APT 28 (Unit 26165) is one of the cyber operations units working under the Kremlin’s GRU – Russia’s Main Intelligence Directorate of the General Staff of the Armed Forces.

ADVERTISEMENT

Threat groups like APT28 are “notorious for sophisticated cyber-attacks on governmental and non-governmental organizations, as well as critical infrastructure worldwide,” said Dr. Howard Goodman, Technical Director at Skybox Security.

Microsoft says APT 28 has been actively “using GooseEgg as part of post-compromise activities against targets including Ukrainian, Western European, and North American government, non-governmental, education, and transportation sector organizations.”

The tech giant claims the Russian hackers were able to deploy GooseEgg and use it to spawn other applications at the command line with elevated permissions, first by modifying a JavaScript constraints file.

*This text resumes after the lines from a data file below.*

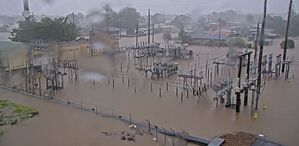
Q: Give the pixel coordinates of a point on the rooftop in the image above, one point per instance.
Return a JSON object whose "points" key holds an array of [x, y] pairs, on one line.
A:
{"points": [[11, 46]]}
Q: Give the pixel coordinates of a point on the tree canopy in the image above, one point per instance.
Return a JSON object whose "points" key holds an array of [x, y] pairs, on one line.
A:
{"points": [[57, 29]]}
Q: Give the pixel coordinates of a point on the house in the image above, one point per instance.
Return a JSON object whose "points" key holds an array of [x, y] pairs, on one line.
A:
{"points": [[13, 55], [117, 32], [190, 27]]}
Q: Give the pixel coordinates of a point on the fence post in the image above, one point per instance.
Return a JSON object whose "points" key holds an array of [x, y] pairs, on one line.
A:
{"points": [[176, 91], [113, 83], [160, 92], [96, 109], [130, 116], [128, 82], [151, 87]]}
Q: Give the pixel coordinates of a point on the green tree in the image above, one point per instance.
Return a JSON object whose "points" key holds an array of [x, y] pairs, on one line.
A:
{"points": [[57, 29]]}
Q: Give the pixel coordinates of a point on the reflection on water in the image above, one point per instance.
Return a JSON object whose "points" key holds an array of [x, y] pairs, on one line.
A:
{"points": [[92, 77]]}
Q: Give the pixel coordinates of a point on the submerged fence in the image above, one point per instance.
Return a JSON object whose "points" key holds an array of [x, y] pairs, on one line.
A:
{"points": [[146, 126]]}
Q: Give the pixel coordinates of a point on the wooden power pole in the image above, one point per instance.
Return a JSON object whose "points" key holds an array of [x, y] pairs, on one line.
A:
{"points": [[259, 77], [286, 37]]}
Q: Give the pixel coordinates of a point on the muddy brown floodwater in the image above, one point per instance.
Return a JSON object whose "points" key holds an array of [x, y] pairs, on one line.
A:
{"points": [[279, 122]]}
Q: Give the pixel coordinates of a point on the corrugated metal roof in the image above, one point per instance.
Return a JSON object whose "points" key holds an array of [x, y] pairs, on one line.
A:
{"points": [[11, 46]]}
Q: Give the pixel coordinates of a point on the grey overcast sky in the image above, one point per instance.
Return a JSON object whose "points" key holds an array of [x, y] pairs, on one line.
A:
{"points": [[61, 7]]}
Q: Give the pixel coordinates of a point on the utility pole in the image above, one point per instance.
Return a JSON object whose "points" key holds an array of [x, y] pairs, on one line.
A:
{"points": [[26, 12], [153, 34], [286, 37], [259, 78], [73, 15], [219, 40], [137, 33], [91, 36], [256, 40], [149, 27]]}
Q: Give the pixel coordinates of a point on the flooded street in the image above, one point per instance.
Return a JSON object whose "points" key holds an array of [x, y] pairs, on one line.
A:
{"points": [[128, 92]]}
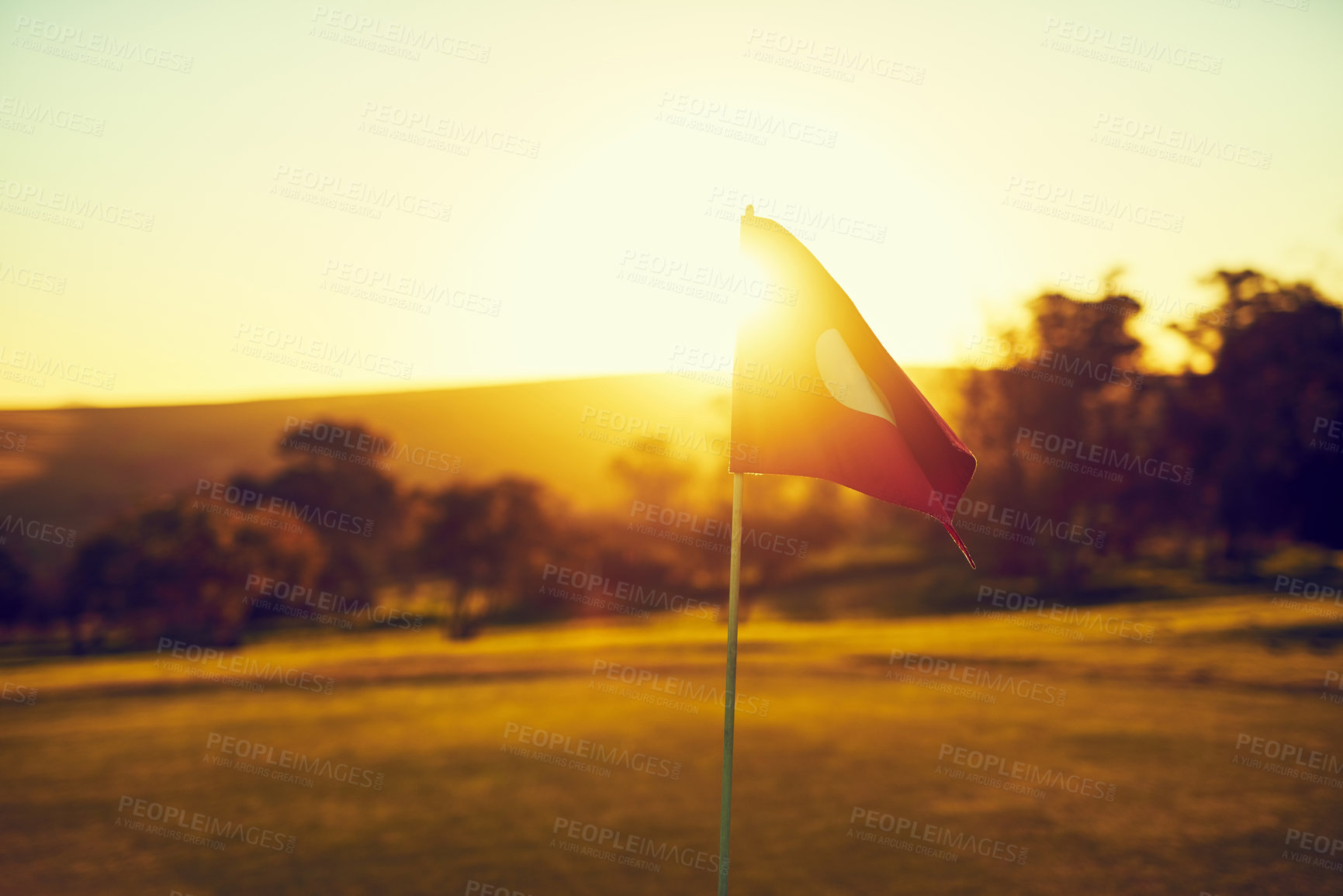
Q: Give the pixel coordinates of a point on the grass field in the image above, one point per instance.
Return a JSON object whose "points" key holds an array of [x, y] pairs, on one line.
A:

Furthermore, the threat actors were able to use the malicious tool to carry out “follow-on objectives such as remote code execution, installing a backdoor, and moving laterally through compromised networks.”

Greg Fitzgerald, co-founder of cybersecurity form Sevco Security, says vulnerabilities, such as the Microsoft identified CVE-2022-38028, are often hiding in plain sight throughout a company’s IT environment, “creating a landscape of threats that security teams can’t see, but are still accountable for.”

“Security teams have become incredibly efficient at identifying and remediating CVEs, but increasingly it’s these environmental vulnerabilities – in this case within the Windows Print Spooler service, which manages printing processes – that create security gaps giving malicious actors access to data,” Fitzgerald said.

Microsoft is urging organizations to mitigate the threat caused by the simple launcher application, which can be identified by the Microsoft Defender Antivirus software as 'HackTool:Win64/GooseEgg.'

ADVERTISEMENT

The Microsoft intel blog additionally provides a link to the security fix, more technical details about the tool, as well as the tactics, techniques, and procedures (TTPs) used by APT 28 in past compromises.

Goodman explains that organizations must maintain vigilance and adapt their security strategies to effectively counteract evolving cyber threats such as this one, as well as proactively strengthen their cyber defenses.

Goodman also suggests the use of an emerging strategy in cybersecurity – Continuous Exposure Management (CEM).

The CEM strategy is considered a comprehensive approach that integrates security policy management, attack surface management, vulnerability management, and remediation automation.

“By continuously assessing, prioritizing, and mitigating threats, CEM enables organizations to effectively respond to vulnerabilities and minimize the risks of data breaches and system compromises, by safeguarding their critical data and systems, while enhancing their resilience against sophisticated cyber adversaries,” Goodman said.